The availability of these clauses is not, however, a good excuse for ignoring the Rule.  Savings clauses build upon, rather than replace, the Rule.  Further, a poorly drafted savings clause can squander the opportunity to preserve most or all of a grantor’s plan.  See In re Lee’s Estate, 299 P.2d 1066 (Wash. 1956).

 

§ 53  Reform  [311-317]

 

         A.  Wait and See

 

The basic idea is to wait after a testator’s death to see if the horrible things the Rule imagines actually take place. The basic problem is: How long should we wait?  Three major approaches have emerged for determining how long to wait:

 

·        identify people who are causally connected to the resolution of the contingency, and then wait to see whether the problem is resolved within their lives plus 21 years.

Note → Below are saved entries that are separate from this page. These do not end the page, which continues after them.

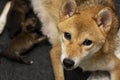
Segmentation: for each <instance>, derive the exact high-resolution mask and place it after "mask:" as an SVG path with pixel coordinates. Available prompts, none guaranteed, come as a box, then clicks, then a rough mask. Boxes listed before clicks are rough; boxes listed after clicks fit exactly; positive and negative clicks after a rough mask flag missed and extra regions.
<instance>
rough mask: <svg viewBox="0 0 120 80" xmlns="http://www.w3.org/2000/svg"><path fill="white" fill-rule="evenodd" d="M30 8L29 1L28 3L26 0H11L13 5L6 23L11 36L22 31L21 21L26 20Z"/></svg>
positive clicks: (8, 15) (8, 13)
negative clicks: (21, 28) (27, 14)
mask: <svg viewBox="0 0 120 80" xmlns="http://www.w3.org/2000/svg"><path fill="white" fill-rule="evenodd" d="M29 10H30V6H29V3H26V2H25V0H11V7H10V10H9V12H8V15H7V23H6V27H7V29H8V32H9V36H10V37H11V38H13V37H14V36H15V35H17V33H19V32H20V30H21V26H22V25H21V23H22V22H24V20H25V18H26V15H27V13H28V12H29Z"/></svg>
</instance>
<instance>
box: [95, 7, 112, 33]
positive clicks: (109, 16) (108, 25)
mask: <svg viewBox="0 0 120 80" xmlns="http://www.w3.org/2000/svg"><path fill="white" fill-rule="evenodd" d="M95 19H96V22H97V25H98V26H99V28H100V29H102V30H103V31H105V32H108V31H109V30H110V28H111V24H112V14H111V9H110V8H108V7H107V8H104V9H102V10H100V11H99V13H98V14H97V15H96V16H95Z"/></svg>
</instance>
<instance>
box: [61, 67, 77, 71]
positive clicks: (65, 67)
mask: <svg viewBox="0 0 120 80" xmlns="http://www.w3.org/2000/svg"><path fill="white" fill-rule="evenodd" d="M63 67H64V69H65V70H68V71H70V70H74V69H75V67H71V68H67V67H65V66H63Z"/></svg>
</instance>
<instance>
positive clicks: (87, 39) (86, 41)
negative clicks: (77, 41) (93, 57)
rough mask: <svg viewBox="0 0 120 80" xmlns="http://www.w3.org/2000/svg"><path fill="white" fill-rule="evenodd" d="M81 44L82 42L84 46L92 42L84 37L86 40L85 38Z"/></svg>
mask: <svg viewBox="0 0 120 80" xmlns="http://www.w3.org/2000/svg"><path fill="white" fill-rule="evenodd" d="M82 44H83V45H86V46H89V45H91V44H92V41H91V40H88V39H86V40H85V41H84V42H83V43H82Z"/></svg>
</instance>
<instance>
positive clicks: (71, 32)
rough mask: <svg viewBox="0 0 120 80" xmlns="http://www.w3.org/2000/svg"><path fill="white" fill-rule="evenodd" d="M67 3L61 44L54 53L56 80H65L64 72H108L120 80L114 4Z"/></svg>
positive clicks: (72, 1)
mask: <svg viewBox="0 0 120 80" xmlns="http://www.w3.org/2000/svg"><path fill="white" fill-rule="evenodd" d="M81 1H82V0H76V1H75V0H66V2H64V3H63V5H62V7H61V10H60V20H59V21H60V22H59V23H58V32H59V36H58V40H57V41H56V42H55V43H54V45H53V48H52V50H51V61H52V65H53V70H54V74H55V80H64V72H63V68H64V69H67V70H72V69H75V68H76V67H81V68H82V69H83V70H89V71H96V70H101V71H108V72H109V73H110V79H111V80H120V76H119V73H120V60H119V58H117V57H116V55H115V50H116V45H117V44H118V42H119V39H118V36H117V33H118V28H119V27H118V19H117V16H116V14H115V12H114V9H115V7H114V4H113V2H112V1H111V0H104V1H103V0H85V1H82V3H81Z"/></svg>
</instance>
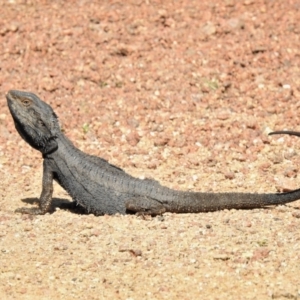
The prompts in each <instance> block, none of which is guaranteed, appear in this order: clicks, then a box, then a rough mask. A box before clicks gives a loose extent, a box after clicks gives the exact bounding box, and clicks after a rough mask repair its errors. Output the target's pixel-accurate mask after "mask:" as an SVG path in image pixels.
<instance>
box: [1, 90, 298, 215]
mask: <svg viewBox="0 0 300 300" xmlns="http://www.w3.org/2000/svg"><path fill="white" fill-rule="evenodd" d="M6 98H7V103H8V107H9V110H10V112H11V115H12V118H13V120H14V123H15V127H16V129H17V131H18V132H19V134H20V135H21V137H22V138H23V139H24V140H25V141H26V142H27V143H28V144H29V145H30V146H32V147H33V148H35V149H37V150H38V151H40V152H41V153H42V156H43V183H42V193H41V196H40V199H39V207H36V208H24V207H23V208H19V209H17V210H16V211H17V212H21V213H28V214H45V213H47V212H48V211H49V208H50V206H51V201H52V193H53V180H55V181H57V182H58V183H59V184H60V185H61V186H62V187H63V188H64V189H65V190H66V191H67V192H68V193H69V194H70V196H71V197H72V199H73V200H74V202H72V203H74V204H75V205H80V206H82V207H83V208H84V209H86V211H88V212H89V213H93V214H95V215H103V214H115V213H120V214H125V213H128V212H130V213H144V214H151V215H157V214H162V213H164V212H174V213H198V212H208V211H217V210H222V209H233V208H234V209H250V208H259V207H264V206H267V205H278V204H284V203H287V202H292V201H295V200H297V199H299V198H300V189H299V190H295V191H291V192H288V193H280V194H273V193H270V194H255V193H205V192H187V191H177V190H172V189H169V188H167V187H164V186H162V185H160V184H159V183H158V182H157V181H154V180H150V179H145V180H142V179H138V178H135V177H132V176H131V175H129V174H127V173H125V171H123V170H122V169H120V168H118V167H116V166H114V165H112V164H110V163H109V162H107V161H106V160H104V159H102V158H100V157H96V156H92V155H89V154H86V153H84V152H82V151H80V150H79V149H77V148H76V147H75V146H74V145H73V144H72V142H71V141H70V140H69V139H68V138H67V137H66V136H65V135H64V134H63V133H62V132H61V130H60V126H59V123H58V119H57V116H56V114H55V113H54V111H53V110H52V108H51V107H50V106H49V105H48V104H47V103H45V102H44V101H42V100H41V99H39V98H38V97H37V96H36V95H35V94H33V93H29V92H23V91H17V90H11V91H9V92H8V93H7V95H6Z"/></svg>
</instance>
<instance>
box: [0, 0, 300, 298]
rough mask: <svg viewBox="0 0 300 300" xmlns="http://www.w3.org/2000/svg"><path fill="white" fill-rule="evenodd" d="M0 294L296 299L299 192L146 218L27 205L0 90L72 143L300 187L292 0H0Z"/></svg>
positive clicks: (154, 165) (193, 171)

·        The Restatement recommends a related approach, but creates a series of categories for identifying the lives.  Restatement (Second) of Property § 1.4.

·        Wait 90 years.

 

The third technique, adopted through the Uniform Statutory Rule Against Perpetuities (USRAP), is the most popular.  Originally a free-standing act, USRAP is now also part of the UPC.  See UPC §§ 2-901 to 2-906.

 

B.     Reformation  [a/k/a “cy pres”]

 

Another method for easing the Rule’s harshness is for courts to reform offending documents to bring them into compliance with the Rule.  Courts either might reform the document immediately upon discovering the  perpetuities violation, or they might first wait and see how things turn out, and then reform if they must.  In either case, the basic problem is: How do we reform?

 

The goal of reformation is to follow the donor’s intention as nearly as possible while still meeting Rule’s limits.  Some courts could have benefited by taking more nuanced approaches to pursuing that goal.  See Estate of Chun Quan Yee Hop, 469 P.2d 183 (Haw. 1970); Berry v. Union Nat’l Bank, 262 S.E.2d 766 (W. Va. 1980).

 

         C.  Abolition

 

Spurred by wealthy individuals who would like to create perpetual trusts (and by the banks who would administer those trusts), a substantial block of states have effectively repealed the Rule as it applies to trusts in which the trustee has the power to transfer trust property.  The principal motivation of these donors is to take advantage of the exemptions created by the generation-skipping transfer tax (GST).  See Ira Mark Bloom, The GST Tax Tail is Killing the Rule Against Perpetuities, 87 Tax Notes 569 (2000). 

 

States allowing perpetual dynasty trusts may be creating serious problems that will haunt society in the future.  Such trusts can concentrate enormous wealth—and the power wealth brings—in the hands of a relative few.  Similarly, the influence of financial institutions that manage those trusts will grow. Administrative nightmares could arise as over time a trust for "my descendants" includes thousands of beneficiaries.  Sources of venture capital could become scare as trustees—traditionally bound by more conservative investment rules— hold a greater percentage of the nation’s wealth.  Whether other legal doctrines will arise or expand in order to meet whatever problems arise, only time will tell.